Michel Temer certamente será lembrado como um dos mais covardes presidentes que este país já teve. O máximo que faz é desfazer, usando de meios escusos e jogando com uma base aliada fisiológica para desconstruir com mão pesada aquilo que a duríssimas penas os deputados constituintes botaram de pé em 1988. Completados treze meses de governo, não há nada, absolutamente nada, relevante que sua gestão tenha apresentado de positivo à sociedade brasileira.

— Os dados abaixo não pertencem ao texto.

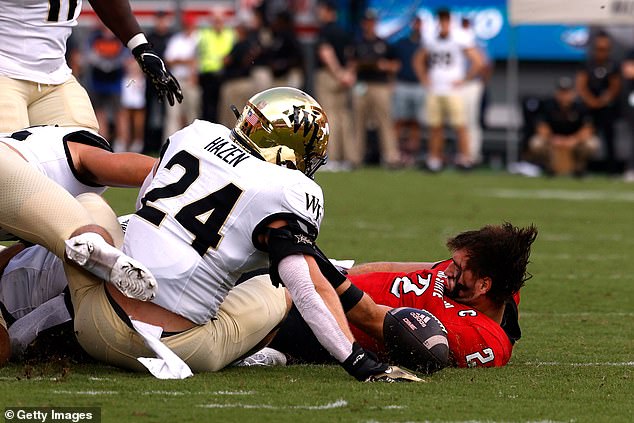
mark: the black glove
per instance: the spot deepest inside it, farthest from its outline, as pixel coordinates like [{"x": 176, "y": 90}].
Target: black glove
[
  {"x": 364, "y": 366},
  {"x": 154, "y": 67}
]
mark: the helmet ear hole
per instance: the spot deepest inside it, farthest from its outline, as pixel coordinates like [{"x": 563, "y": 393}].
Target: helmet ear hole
[{"x": 286, "y": 118}]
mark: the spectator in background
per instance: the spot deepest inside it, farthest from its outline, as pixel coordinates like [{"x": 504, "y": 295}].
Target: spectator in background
[
  {"x": 106, "y": 57},
  {"x": 409, "y": 96},
  {"x": 599, "y": 86},
  {"x": 473, "y": 94},
  {"x": 441, "y": 68},
  {"x": 627, "y": 69},
  {"x": 215, "y": 43},
  {"x": 130, "y": 129},
  {"x": 237, "y": 86},
  {"x": 181, "y": 55},
  {"x": 376, "y": 63},
  {"x": 334, "y": 78},
  {"x": 154, "y": 109},
  {"x": 263, "y": 37},
  {"x": 565, "y": 138},
  {"x": 285, "y": 55}
]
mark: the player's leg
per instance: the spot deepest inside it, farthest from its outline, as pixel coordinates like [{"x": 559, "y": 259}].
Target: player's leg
[
  {"x": 66, "y": 104},
  {"x": 100, "y": 326},
  {"x": 14, "y": 101},
  {"x": 251, "y": 311},
  {"x": 86, "y": 247},
  {"x": 35, "y": 208},
  {"x": 434, "y": 118},
  {"x": 458, "y": 120},
  {"x": 382, "y": 94}
]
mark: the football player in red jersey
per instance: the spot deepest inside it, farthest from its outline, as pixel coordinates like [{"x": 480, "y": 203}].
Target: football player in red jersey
[{"x": 474, "y": 294}]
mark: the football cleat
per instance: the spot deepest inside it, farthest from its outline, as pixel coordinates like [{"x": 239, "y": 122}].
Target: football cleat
[
  {"x": 265, "y": 357},
  {"x": 91, "y": 252},
  {"x": 394, "y": 374}
]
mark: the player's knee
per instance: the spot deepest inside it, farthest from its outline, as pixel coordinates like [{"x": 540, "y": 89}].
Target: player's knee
[{"x": 95, "y": 229}]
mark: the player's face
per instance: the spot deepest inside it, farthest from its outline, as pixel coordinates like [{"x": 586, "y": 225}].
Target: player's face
[{"x": 464, "y": 287}]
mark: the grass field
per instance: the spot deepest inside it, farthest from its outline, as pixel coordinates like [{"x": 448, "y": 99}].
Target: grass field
[{"x": 575, "y": 362}]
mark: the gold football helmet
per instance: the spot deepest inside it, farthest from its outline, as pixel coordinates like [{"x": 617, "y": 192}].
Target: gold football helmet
[{"x": 278, "y": 119}]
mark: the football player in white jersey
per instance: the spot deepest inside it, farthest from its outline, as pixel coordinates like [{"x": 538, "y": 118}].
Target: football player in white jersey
[
  {"x": 221, "y": 203},
  {"x": 77, "y": 159},
  {"x": 442, "y": 68},
  {"x": 41, "y": 169},
  {"x": 36, "y": 85}
]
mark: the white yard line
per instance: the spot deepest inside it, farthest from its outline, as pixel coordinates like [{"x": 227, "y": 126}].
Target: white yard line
[
  {"x": 328, "y": 406},
  {"x": 474, "y": 421},
  {"x": 181, "y": 393},
  {"x": 579, "y": 314},
  {"x": 594, "y": 364},
  {"x": 86, "y": 392},
  {"x": 560, "y": 194}
]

Pois agora, encorajado pela dupla Meirelles-Ilan, parece que o sujeito resolveu se mexer, mas mexeu para o lado errado. Em um contexto de grave depressão econômica e consequente queda da inflação para baixo do limite inferior da meta, o governo decidiu reduzir a meta de inflação. Dos atuais 4,5%, chegaríamos em 2019 com 4,25% e em 2020 com 4,0%.

Claro que reduzir a inflação é um objetivo desejável e importante. Ocorre que, a não ser que se acredite nos poderes da “fadinha da confiança”, mexer na meta da inflação pode ter muito pouco impacto no controle efetivo da taxa de inflação. A persistência da inflação brasileira em patamares superiores à que se verifica em outros países tem causas muito específicas, jabuticabas para as quais os diretores do Banco Central parecem não ter olhos.

Em primeiro lugar, como bem sabe qualquer aluno de primeiro ano de economia, muitos preços no Brasil ainda estão indexados, isto é, são corrigidos anualmente de acordo com algum índice de inflação – são os casos, por exemplo, dos aluguéis, dos serviços de energia, telefonia, pedágio, TV a cabo, etc. Por isso, sempre que houver algum choque de preços (quebra de safra, aumento do preço do petróleo, seca na horta, valorização do dólar, etc) aqueles preços deverão se ajustar de forma automática, esparramando para o resto da economia um “desequilíbrio” que deveria permanecer localizado e restrito no tempo.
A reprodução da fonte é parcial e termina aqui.